Some recent standouts in University of South Carolina athletics are asking the school to change the name of its showpiece fitness center, arguing that the late U.S. Sen. Strom Thurmond shouldn’t be honored in such a way due to the segregationist views he once held.

The Presidential Commission on University History received testimony Friday on calls to rename the Strom Thurmond Wellness and Fitness Center from such former South Carolina stars as Marcus Lattimore and Moe Brown in football and track and field's Natasha Hastings.

The Black student athletes are among the signatories to a memo also asking the university to remove from its campuses “the names of Confederate supporters, racists, misogynists, and those who outright advocated for the subjugation of any person’s life.”

Thurmond died in 2003 at age 100. He represented South Carolina in the U.S. Senate for 48 years, running for president in 1948 as a segregationist “Dixiecrat.” In opposing the 1957 Civil Rights Act, he staged the longest filibuster ever by a single American senator, speaking for a total of 24 hours and 18 minutes.

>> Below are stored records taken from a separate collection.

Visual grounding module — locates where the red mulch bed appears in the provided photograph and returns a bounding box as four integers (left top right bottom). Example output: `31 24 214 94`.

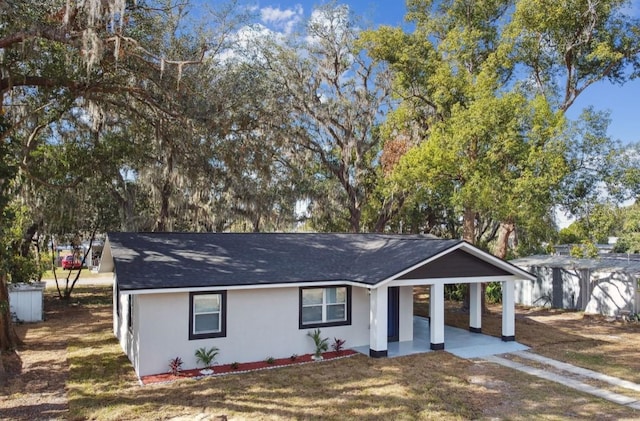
140 349 357 385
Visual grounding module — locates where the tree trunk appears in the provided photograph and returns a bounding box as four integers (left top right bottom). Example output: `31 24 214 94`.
494 219 516 259
462 208 478 311
0 273 20 351
462 208 476 244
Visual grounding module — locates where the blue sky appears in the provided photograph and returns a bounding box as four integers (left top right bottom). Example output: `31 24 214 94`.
252 0 640 143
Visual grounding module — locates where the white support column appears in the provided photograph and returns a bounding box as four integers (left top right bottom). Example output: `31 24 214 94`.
502 281 516 342
369 286 388 358
469 282 482 333
398 286 413 342
429 284 444 350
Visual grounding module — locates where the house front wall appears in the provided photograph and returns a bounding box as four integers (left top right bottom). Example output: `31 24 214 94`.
113 282 140 376
130 287 369 376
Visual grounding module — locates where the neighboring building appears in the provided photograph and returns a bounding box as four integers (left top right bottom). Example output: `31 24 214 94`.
100 233 534 376
511 256 640 316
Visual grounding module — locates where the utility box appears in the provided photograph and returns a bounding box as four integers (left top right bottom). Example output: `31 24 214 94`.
9 282 46 322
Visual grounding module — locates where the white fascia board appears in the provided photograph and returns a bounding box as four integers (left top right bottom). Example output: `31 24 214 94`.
461 242 536 281
120 281 372 295
371 242 466 289
389 275 521 287
371 241 536 289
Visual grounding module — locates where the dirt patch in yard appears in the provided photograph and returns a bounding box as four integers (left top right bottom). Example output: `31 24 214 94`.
0 287 640 420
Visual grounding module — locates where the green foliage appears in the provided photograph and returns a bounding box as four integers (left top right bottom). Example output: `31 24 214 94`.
569 244 584 259
169 357 183 376
307 329 329 357
615 203 640 253
331 338 347 354
195 346 220 368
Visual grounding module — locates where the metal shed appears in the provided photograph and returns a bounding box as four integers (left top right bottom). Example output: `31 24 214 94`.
9 282 46 322
511 256 640 316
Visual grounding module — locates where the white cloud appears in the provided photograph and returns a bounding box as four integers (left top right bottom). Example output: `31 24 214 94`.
260 4 304 34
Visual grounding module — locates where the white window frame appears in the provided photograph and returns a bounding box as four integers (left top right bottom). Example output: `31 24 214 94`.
189 291 227 340
299 285 351 329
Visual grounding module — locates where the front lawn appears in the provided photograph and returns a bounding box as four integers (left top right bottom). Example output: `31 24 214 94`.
0 287 640 420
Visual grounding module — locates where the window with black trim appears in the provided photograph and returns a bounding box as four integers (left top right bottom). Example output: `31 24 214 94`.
189 291 227 339
300 286 351 329
127 294 133 330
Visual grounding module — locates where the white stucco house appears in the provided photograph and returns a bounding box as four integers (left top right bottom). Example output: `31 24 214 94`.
100 233 535 376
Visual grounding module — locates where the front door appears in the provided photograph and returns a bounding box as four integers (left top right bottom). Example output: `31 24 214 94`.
387 287 400 342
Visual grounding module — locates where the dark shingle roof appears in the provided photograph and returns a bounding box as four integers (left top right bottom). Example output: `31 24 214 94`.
108 233 461 290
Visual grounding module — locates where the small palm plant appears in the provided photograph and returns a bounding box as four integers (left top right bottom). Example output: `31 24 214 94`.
196 346 220 368
169 357 182 376
307 329 329 360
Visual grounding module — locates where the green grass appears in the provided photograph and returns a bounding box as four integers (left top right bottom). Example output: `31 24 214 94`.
8 286 639 420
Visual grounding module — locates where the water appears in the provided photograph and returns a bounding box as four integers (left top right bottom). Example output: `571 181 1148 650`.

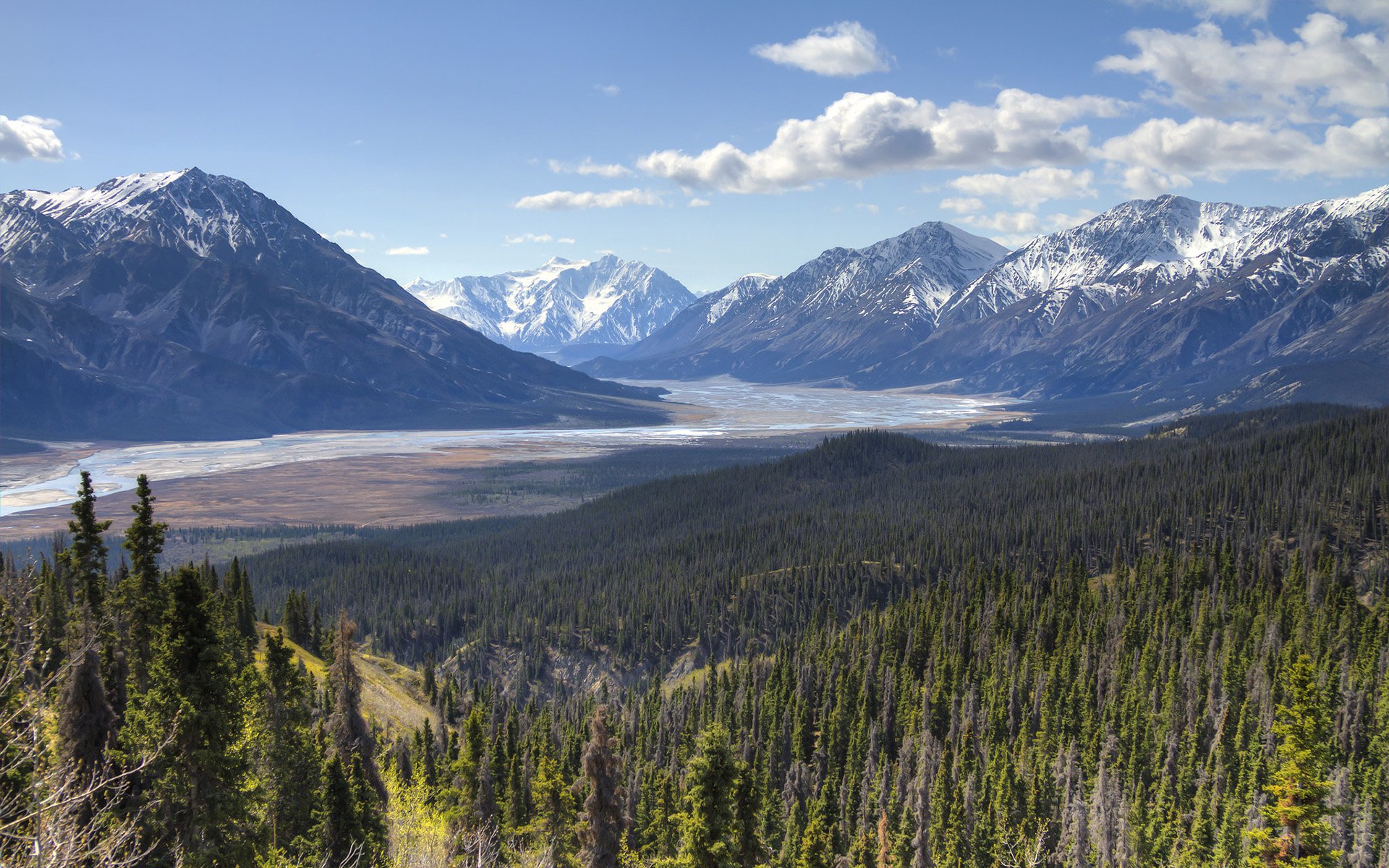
0 378 1007 515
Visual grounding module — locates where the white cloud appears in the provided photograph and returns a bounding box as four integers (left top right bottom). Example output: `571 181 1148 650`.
1123 0 1273 18
0 114 62 163
503 232 574 244
1321 0 1389 27
1123 165 1192 199
1046 208 1100 232
1100 118 1389 178
948 165 1099 208
637 89 1125 193
961 211 1042 234
511 187 661 211
1097 12 1389 122
940 196 983 214
753 21 892 77
550 157 632 178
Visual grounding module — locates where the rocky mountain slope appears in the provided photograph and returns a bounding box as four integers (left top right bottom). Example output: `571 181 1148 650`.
0 168 657 439
406 255 694 354
581 222 1007 382
582 187 1389 407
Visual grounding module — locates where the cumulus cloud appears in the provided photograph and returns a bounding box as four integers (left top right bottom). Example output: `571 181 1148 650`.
1321 0 1389 27
950 165 1099 208
1097 12 1389 122
1123 0 1273 18
637 89 1125 193
961 211 1042 234
1122 165 1192 199
753 21 892 77
550 157 632 178
0 114 62 163
1100 118 1389 178
940 196 983 214
511 187 661 211
1046 208 1100 232
503 232 574 244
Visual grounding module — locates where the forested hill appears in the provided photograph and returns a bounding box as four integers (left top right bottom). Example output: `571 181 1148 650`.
247 409 1389 669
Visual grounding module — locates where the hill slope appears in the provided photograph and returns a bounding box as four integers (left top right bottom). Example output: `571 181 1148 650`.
0 168 658 439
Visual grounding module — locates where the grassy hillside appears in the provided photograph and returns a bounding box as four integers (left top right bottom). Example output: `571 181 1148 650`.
255 624 439 735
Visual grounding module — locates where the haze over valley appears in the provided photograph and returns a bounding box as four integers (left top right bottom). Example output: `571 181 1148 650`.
0 0 1389 868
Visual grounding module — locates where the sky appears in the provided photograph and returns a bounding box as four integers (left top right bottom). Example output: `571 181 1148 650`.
0 0 1389 293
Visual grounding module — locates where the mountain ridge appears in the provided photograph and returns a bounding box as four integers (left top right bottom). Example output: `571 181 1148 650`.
406 254 694 353
0 168 661 439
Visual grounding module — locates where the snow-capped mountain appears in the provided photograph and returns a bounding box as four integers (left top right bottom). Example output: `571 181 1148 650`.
854 187 1389 400
406 255 694 353
581 187 1389 403
581 222 1007 382
0 168 651 439
589 272 776 358
943 196 1282 326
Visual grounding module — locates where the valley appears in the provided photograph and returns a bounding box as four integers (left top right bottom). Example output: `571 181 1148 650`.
0 378 1019 539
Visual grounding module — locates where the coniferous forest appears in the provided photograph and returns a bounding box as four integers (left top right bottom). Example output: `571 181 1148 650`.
0 407 1389 868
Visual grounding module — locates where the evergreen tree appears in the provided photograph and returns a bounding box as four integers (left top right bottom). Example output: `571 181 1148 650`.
328 610 386 799
62 471 111 619
247 631 322 859
129 566 252 868
116 474 168 692
679 723 738 868
1249 654 1341 868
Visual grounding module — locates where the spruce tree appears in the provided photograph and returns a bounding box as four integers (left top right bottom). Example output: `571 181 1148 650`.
679 723 738 868
328 610 386 799
116 474 168 692
249 631 322 857
1249 654 1341 868
129 566 252 868
62 471 111 619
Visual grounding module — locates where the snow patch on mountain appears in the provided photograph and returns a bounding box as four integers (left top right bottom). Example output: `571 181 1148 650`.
406 255 694 353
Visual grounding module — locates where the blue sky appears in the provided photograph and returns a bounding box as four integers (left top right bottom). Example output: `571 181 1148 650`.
0 0 1389 292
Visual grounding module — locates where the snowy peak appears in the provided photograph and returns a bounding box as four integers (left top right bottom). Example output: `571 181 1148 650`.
406 254 694 353
3 166 317 258
942 196 1283 321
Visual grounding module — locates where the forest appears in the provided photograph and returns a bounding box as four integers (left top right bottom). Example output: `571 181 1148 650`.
0 407 1389 868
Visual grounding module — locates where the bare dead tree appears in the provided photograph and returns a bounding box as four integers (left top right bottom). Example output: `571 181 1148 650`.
0 613 168 868
998 825 1046 868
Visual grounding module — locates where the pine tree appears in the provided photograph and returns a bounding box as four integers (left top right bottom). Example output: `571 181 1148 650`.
128 566 252 868
62 471 111 619
528 752 575 867
679 723 738 868
247 631 322 859
116 474 168 692
1249 654 1341 868
328 610 386 799
579 705 622 868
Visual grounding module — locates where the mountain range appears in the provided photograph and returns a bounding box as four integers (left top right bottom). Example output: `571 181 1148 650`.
0 168 664 439
579 182 1389 406
406 254 694 359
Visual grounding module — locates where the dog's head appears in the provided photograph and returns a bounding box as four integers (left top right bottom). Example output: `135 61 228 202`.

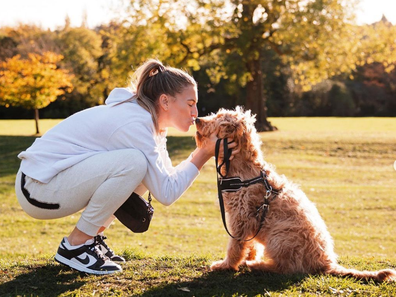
195 106 261 159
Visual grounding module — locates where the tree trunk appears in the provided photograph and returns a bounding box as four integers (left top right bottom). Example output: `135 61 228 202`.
34 108 40 134
246 59 277 131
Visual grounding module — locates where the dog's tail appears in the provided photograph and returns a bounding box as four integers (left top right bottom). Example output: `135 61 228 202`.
327 264 396 282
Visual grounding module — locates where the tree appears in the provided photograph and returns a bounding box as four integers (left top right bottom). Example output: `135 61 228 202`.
0 52 72 134
120 0 358 131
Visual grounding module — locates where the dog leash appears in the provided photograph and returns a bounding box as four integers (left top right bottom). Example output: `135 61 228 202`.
215 138 279 241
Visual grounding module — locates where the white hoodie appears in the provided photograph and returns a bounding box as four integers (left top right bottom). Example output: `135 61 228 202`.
18 88 199 205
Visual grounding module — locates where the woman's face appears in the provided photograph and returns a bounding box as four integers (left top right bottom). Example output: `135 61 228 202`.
167 86 198 132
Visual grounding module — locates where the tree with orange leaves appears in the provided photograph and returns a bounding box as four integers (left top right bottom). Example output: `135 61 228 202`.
0 52 73 134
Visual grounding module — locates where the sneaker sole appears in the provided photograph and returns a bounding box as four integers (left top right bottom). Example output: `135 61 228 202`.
55 253 122 275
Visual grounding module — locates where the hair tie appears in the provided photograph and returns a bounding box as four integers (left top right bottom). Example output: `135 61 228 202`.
149 68 158 77
149 65 165 77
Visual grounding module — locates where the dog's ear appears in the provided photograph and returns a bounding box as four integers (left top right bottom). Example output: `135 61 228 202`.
239 110 260 160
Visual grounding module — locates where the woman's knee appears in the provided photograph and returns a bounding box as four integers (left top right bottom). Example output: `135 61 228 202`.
121 149 147 179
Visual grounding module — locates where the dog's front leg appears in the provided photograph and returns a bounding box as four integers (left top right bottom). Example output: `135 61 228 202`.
210 238 247 271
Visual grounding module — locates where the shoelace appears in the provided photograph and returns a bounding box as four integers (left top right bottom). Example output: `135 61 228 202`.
95 235 114 255
88 238 109 262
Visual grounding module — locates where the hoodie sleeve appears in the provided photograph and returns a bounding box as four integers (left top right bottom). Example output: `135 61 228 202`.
110 119 199 205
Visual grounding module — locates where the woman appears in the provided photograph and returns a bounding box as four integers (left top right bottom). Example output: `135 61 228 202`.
15 60 235 274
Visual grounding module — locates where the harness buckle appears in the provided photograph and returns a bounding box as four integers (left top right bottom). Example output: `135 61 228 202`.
265 186 272 199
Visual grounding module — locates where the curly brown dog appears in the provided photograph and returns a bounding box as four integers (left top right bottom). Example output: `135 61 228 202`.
195 107 396 281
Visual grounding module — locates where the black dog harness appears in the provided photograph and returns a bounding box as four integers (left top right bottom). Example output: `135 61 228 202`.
215 138 279 241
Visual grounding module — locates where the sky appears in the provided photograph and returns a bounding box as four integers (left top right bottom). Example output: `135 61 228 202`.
0 0 396 30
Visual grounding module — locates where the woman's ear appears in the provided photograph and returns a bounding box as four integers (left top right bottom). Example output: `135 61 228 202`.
158 94 169 110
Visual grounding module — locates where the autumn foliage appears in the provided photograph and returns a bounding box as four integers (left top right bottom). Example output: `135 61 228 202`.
0 52 73 133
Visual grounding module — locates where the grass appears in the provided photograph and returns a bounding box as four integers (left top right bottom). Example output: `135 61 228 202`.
0 118 396 296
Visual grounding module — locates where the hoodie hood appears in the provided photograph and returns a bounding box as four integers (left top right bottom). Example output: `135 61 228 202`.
105 88 134 105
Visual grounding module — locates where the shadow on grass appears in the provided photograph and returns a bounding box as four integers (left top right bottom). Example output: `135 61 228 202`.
0 264 86 296
141 271 307 297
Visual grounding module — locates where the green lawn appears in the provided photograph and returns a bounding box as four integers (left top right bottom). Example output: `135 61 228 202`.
0 118 396 296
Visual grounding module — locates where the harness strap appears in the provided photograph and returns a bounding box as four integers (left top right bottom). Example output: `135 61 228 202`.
21 172 60 209
215 139 279 241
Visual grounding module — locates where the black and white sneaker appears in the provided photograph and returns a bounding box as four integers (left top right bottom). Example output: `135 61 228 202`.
55 237 122 274
95 233 125 262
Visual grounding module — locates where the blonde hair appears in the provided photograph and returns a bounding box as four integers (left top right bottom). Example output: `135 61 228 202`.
130 59 197 133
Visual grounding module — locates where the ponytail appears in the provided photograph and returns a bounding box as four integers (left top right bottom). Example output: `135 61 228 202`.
130 59 197 133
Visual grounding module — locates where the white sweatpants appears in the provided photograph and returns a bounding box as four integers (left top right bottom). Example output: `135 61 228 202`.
15 149 147 236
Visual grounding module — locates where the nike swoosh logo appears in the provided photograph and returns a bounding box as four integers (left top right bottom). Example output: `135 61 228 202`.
76 255 89 265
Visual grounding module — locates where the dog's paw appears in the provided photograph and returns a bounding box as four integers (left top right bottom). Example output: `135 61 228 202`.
210 260 238 271
245 260 263 270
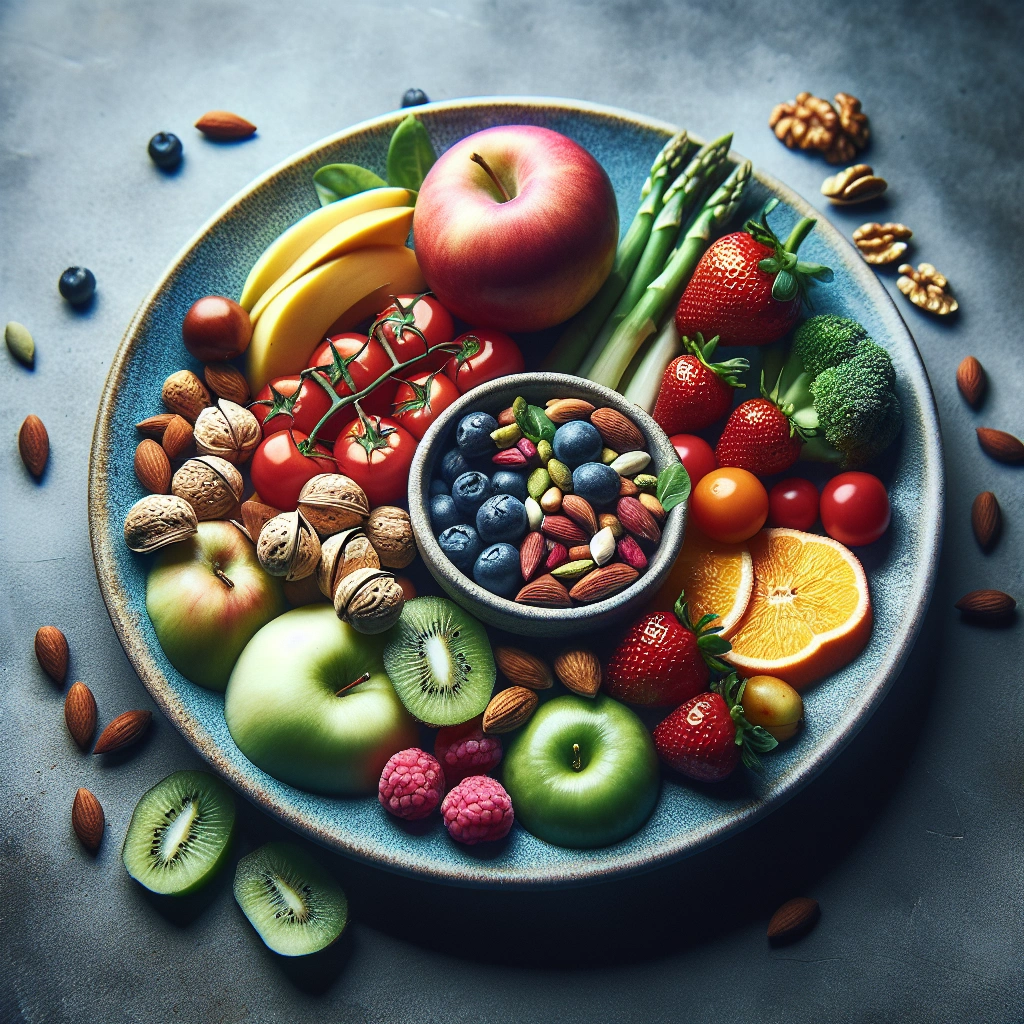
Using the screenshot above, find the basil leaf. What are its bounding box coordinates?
[657,462,690,512]
[313,164,387,206]
[387,114,437,191]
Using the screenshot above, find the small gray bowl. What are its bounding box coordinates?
[409,373,687,637]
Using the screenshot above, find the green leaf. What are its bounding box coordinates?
[313,164,387,206]
[657,463,690,512]
[387,114,437,191]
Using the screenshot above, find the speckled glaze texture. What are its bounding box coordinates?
[89,98,943,887]
[409,373,686,637]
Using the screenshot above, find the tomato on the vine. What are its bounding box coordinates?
[309,331,398,423]
[250,430,338,512]
[444,328,526,394]
[392,371,459,440]
[334,416,416,508]
[371,295,455,374]
[821,473,891,548]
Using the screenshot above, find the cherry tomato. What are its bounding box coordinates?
[690,466,768,544]
[669,434,717,487]
[821,473,890,548]
[444,328,526,394]
[335,416,416,508]
[768,476,818,530]
[392,373,459,440]
[250,430,338,512]
[375,295,455,374]
[308,332,398,422]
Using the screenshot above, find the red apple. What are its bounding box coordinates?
[413,125,618,331]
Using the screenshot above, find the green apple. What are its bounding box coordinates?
[224,604,418,797]
[145,522,286,690]
[503,694,658,848]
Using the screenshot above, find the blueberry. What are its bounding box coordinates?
[566,464,620,506]
[490,469,526,502]
[440,449,472,487]
[148,131,181,171]
[430,495,462,534]
[554,420,604,469]
[473,544,522,598]
[437,524,483,575]
[57,266,96,306]
[452,471,494,518]
[455,413,497,458]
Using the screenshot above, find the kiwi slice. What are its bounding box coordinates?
[234,843,348,956]
[121,771,234,896]
[384,597,495,726]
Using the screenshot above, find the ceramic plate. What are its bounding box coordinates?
[89,98,943,887]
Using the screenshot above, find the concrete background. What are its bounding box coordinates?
[0,0,1024,1024]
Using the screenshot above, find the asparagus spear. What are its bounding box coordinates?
[587,161,751,388]
[580,133,732,375]
[543,131,693,374]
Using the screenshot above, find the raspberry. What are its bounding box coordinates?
[434,715,502,785]
[441,775,515,846]
[377,746,444,821]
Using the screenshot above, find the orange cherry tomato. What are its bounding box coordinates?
[690,466,768,544]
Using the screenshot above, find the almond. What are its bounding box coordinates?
[569,562,640,604]
[92,711,153,754]
[971,490,1002,552]
[65,683,96,751]
[515,577,572,608]
[196,111,256,142]
[17,415,50,480]
[956,355,988,409]
[36,626,69,686]
[203,362,252,406]
[163,413,196,459]
[71,790,105,853]
[495,647,555,690]
[544,398,594,424]
[555,647,601,697]
[590,409,647,452]
[135,437,171,495]
[955,590,1017,626]
[483,686,538,735]
[768,896,821,944]
[977,427,1024,465]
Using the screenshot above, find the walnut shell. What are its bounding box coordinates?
[171,455,243,521]
[334,569,406,633]
[364,505,416,569]
[256,511,321,580]
[194,398,262,465]
[125,495,199,554]
[299,473,370,538]
[316,526,381,600]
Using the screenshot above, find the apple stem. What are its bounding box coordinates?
[469,153,512,203]
[334,672,370,697]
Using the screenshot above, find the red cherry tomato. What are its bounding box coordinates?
[309,332,398,422]
[444,328,526,394]
[250,430,338,512]
[375,295,455,374]
[768,476,818,530]
[335,416,416,508]
[392,373,459,440]
[669,434,718,487]
[821,473,890,548]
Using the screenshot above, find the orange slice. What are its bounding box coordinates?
[650,524,754,637]
[725,529,871,689]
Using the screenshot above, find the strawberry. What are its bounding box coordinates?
[653,673,778,782]
[654,334,751,435]
[676,199,833,345]
[604,596,731,708]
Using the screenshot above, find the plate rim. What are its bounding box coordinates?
[87,96,945,889]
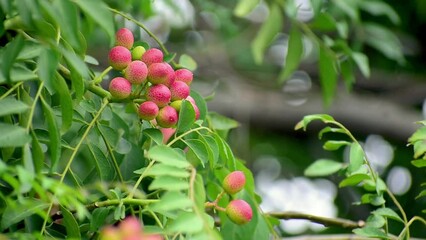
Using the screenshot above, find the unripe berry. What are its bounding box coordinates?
[108,46,132,70]
[155,106,178,128]
[115,28,135,49]
[109,77,132,99]
[138,101,160,121]
[175,68,194,86]
[146,84,172,107]
[124,60,148,85]
[222,171,246,194]
[226,199,253,225]
[148,63,174,86]
[142,48,164,66]
[170,81,190,101]
[132,46,146,60]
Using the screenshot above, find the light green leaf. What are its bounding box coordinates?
[304,159,343,177]
[179,54,197,71]
[0,97,29,117]
[0,123,31,148]
[279,24,303,82]
[251,3,284,64]
[148,145,191,168]
[234,0,260,17]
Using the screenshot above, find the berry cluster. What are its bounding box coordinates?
[108,28,200,128]
[222,171,253,225]
[100,217,163,240]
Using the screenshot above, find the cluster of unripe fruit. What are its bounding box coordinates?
[222,171,253,225]
[108,28,200,128]
[100,217,163,240]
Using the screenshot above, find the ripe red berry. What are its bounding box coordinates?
[142,48,163,66]
[226,199,253,225]
[175,68,194,86]
[222,171,246,194]
[138,101,160,121]
[109,77,132,99]
[124,60,148,85]
[108,46,132,70]
[115,28,135,49]
[146,84,172,107]
[155,106,178,128]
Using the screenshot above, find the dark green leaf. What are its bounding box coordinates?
[305,159,343,177]
[251,3,284,64]
[0,97,29,117]
[279,24,303,82]
[0,123,31,148]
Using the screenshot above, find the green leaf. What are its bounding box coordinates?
[234,0,260,17]
[339,173,370,188]
[149,176,189,191]
[179,54,197,71]
[358,1,401,24]
[304,159,343,177]
[74,0,115,42]
[149,191,192,213]
[41,100,61,172]
[176,100,195,133]
[0,123,31,148]
[352,52,370,78]
[1,198,49,230]
[143,128,163,145]
[37,48,59,95]
[0,97,29,117]
[318,46,337,106]
[54,74,74,132]
[373,208,404,223]
[278,24,303,82]
[251,3,284,64]
[353,227,389,239]
[323,140,351,151]
[166,212,203,234]
[61,206,81,239]
[148,145,191,168]
[348,142,365,173]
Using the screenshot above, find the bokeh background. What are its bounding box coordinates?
[88,0,426,237]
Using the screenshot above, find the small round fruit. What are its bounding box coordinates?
[226,199,253,225]
[109,77,132,99]
[138,101,160,121]
[132,46,146,60]
[146,84,172,107]
[175,68,194,86]
[222,171,246,194]
[142,48,164,66]
[124,60,148,85]
[155,106,178,128]
[108,46,132,70]
[115,28,135,49]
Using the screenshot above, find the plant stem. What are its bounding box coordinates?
[265,211,365,229]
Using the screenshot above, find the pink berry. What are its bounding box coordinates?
[142,48,163,66]
[109,77,132,99]
[115,28,135,49]
[170,81,190,101]
[146,84,172,107]
[124,60,148,85]
[155,106,178,128]
[148,63,174,86]
[222,171,246,194]
[138,101,160,121]
[226,199,253,225]
[108,46,132,70]
[175,68,194,86]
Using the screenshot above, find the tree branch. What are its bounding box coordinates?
[266,211,365,229]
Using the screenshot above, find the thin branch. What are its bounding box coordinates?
[266,211,365,229]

Not long after his death, a mixed-race woman whose mother was the Black maid to the Thurmonds came forward to say she was Thurmond's daughter. Though Thurmond never publicly recognized Essie Mae Washington-Williams as his daughter, his family ultimately acknowledged her claim.

Thurmond was well known into his latter years for his daily exercise regimen — sometimes conducted in his congressional offices — and he donated $10,000 toward construction of the $38.6 million fitness center, with most of the remaining cost funded by student fees. Opened in 2003, it is simply called “the Strom” by students on the Columbia campus.

A multitude of buildings and roadways throughout South Carolina also bear Thurmond’s name, and a prominent statue of him is on the Statehouse grounds.